Would school districts and public universities lose federal funding if they don’t heed Friday’s federal guidance directing them to treat transgender students according to their gender identity?
And if noncompliant schools do lose funding, how, exactly, would the loss affect them?
Education advocates said that no clash with the U.S. Education and Justice departments would ever likely get to the fund-withholding stage, even if it is possible.
And some elected officials are asserting that departments’ interpretation of Title IX, the federal anti-discrimination law in education, is actually an expansion that can only be done by the legislative branch.
Enforceable or not, universities in particular “will treat this as if it’s the law,” an official with an advocacy group for college and university presidents said.
“The Department of Justice and the Department of Education are two federal agencies no college or university wants to be on the wrong side of,” said Terry Hartle, senior vice president of the American Council on Education.
We’ll address the likelihood of a funding shutoff later. For now, let’s see what would be at stake if the federal government did decide to withhold funds.
The money at stake
The government says that as a condition of receiving federal funds, schools must comply with Title IX, which says schools may not discriminate based on a student’s sex. Friday’s guidance says that the departments of Education and Justice “treat a student’s gender identity as the student’s sex for purposes of Title IX.”
In part, that means the departments expect schools, if they have separate restrooms and locker rooms for males and females, to allow transgender students access to whatever facility corresponds with their gender identity.
Here’s how public schools and colleges use federal funds:
K-12 school districts, on average, get about 10% of their total funding from the federal government, said Joel Packer, executive director of the Washington-based Committee for Education Funding.

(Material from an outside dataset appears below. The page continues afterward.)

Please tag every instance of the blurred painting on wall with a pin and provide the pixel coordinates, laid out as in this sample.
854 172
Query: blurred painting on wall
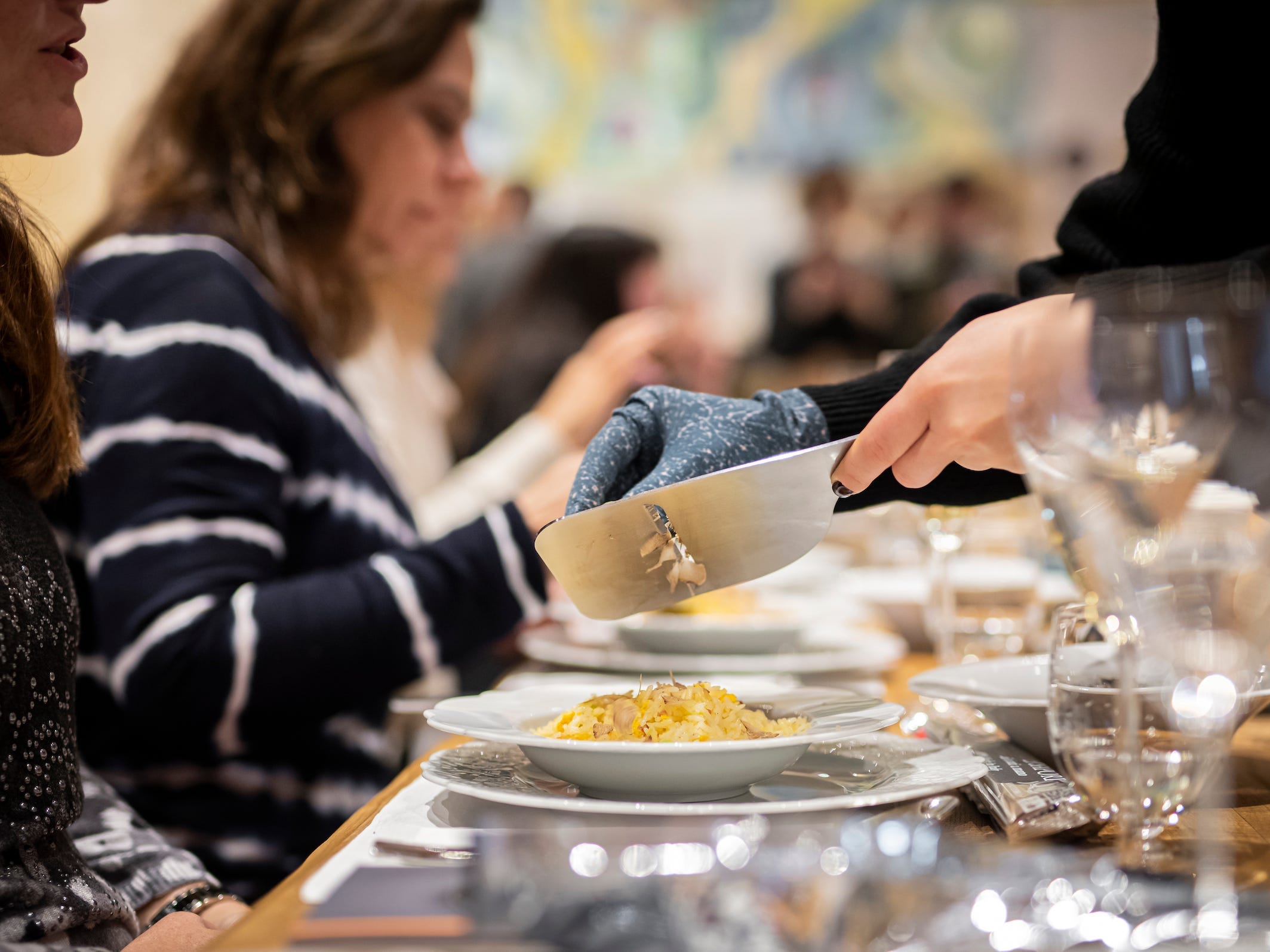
633 89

A school district’s actual percentage depends largely on how many of its students are poor. That’s because a large portion of federal funding comes through Title I of the Elementary and Secondary Education Act, which grants money to districts according to how many children from low-income families they serve.
The more impoverished an area is, the more Title I money comes in. Usage for Title I cash can be “pretty open-ended” — to pay teachers and staff, after-school programs and other things, Packer said.
Another large portion, according to Packer, comes through the Individuals with Disabilities Education Act, which helps schools educate children with disabilities.
A federal funding stoppage would be “pretty dramatic” for a school district, and could lead to staff reductions and cutbacks in curriculum and teacher training, Packer said.
“School districts are not rolling in cash. Some of the have been behind the eight ball since the recession” with recent cutbacks in federal and local funding, Packer said.
More than 90% of federal aid for higher education consists of loans and grants to students, Hartle said.
But a college deemed noncompliant with Title IX could be in a world of hurt, because the U.S. government could prevent students from using their federal loans and grants there, Hartle said. That would likely leave students looking elsewhere.
Would funds really stop?
There’s no modern precedent for the feds to cut off higher-education funds, largely because “of the mere threat that they could do it,” Hartle said.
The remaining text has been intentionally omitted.